Agile and Domain Driven Design (Part 4): Microservice Sagas

The last post discussed breaking up a digital service into bounded contexts that can be enhanced by small autonomous teams. A microservice architecture allows teams to focus on domain driven design by creating aggregate entities that enforce the invariants of a business. The catch to such autonomy is the price of needing to run a distributed system. Technologies such as Kubernetes and a Service Mesh help. Yet there remains an additional complexity that you have to abandon global transactions and the “I” of ACID updates. You also need to use asynchronous messaging and deal with eventual consistency. Why?

The first issue is the laws of probability don’t allow you to use synchronous updates across multiple services. If you aim for 99.9% uptime for each service that is 1m 26s down time a day. If a screen needs to make a dozen interservice calls to gather data then the synchronous success rate will be (99.9)^12 which is only 98.8% uptime. That corresponds to 17m 16s downtime a day. Yet that is idealistic maths and you won’t achieve that without a lot of hard work. The reality is that if you are under high load and start to have lost requests users are going to hammer the refresh button and you are going to have cascading failures. Your success rate will drop to 0% until the load goes away. The book ”The Art Of Scalability” has some real world horror stories of live sites crashing for hours or days under load. You might be lucky such that this happens rarely and over the long period it averages out to high uptime. Defensive coding like load shedding and circuit breakers can help claw you back up to the theoretical limit. Yet every failed synchronous unit of work is lost revenue if the user closes their app due to errors and timeouts.

The get out of jail card is asynchronous messaging between microservice. Your success rate can then be the uptime of a cluster of sharded message brokers. The price you pay is four-fold:

  1. You will need to do multiple asynchronous reads and writes to action client commands. Debugging a set of asynchronous reads that led to a bad write is hard. You should deploy a distributed tracing solution which needs its own infrastructure.
  2. You cannot have an atomic global transaction across services. Writes that span services will use a local transaction per service. When the last write fails, you will need to back out each prior write. You will need to write roll-back logic that sends compensation commands to undo partially completed work.
  3. You cannot have the ACID properties that monoliths achieve when using relational databases. When writes span multiple services any interleaved reads will see ”partial work”. Partial work may lead to users experiencing transient “anomalies”. The best you can achieve is eventual consistency where all the local transactions succeeded or failed. If your UI crashes when it encounters partially completed work you are going to suffer.
  4. You need to use message broker infrastructure which adds operational complexity.

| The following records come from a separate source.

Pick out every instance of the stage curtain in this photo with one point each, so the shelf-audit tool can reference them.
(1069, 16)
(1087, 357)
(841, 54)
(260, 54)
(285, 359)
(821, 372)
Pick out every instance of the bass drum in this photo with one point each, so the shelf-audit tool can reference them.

You need to use defensive coding that gracefully deals with seeing incomplete work. A user who pushes the “buy now” button expects to then see that they have bought the product. If you have the UI query the last of a dozen asynchronous operations needed to action the “buy now” command then under load users wont see their own pending asynchronous writes. You need to be assertive at the UI and confirm to the user that their order has been received on the first synchronous call. You must have robust coordination code so that you can be confident that the happy path will work. The business logic might take several seconds, or even several minutes, to weed out the few bad orders. The relatively few unhappy path orders can be dealt with as asynchronous failure notifications back to the client.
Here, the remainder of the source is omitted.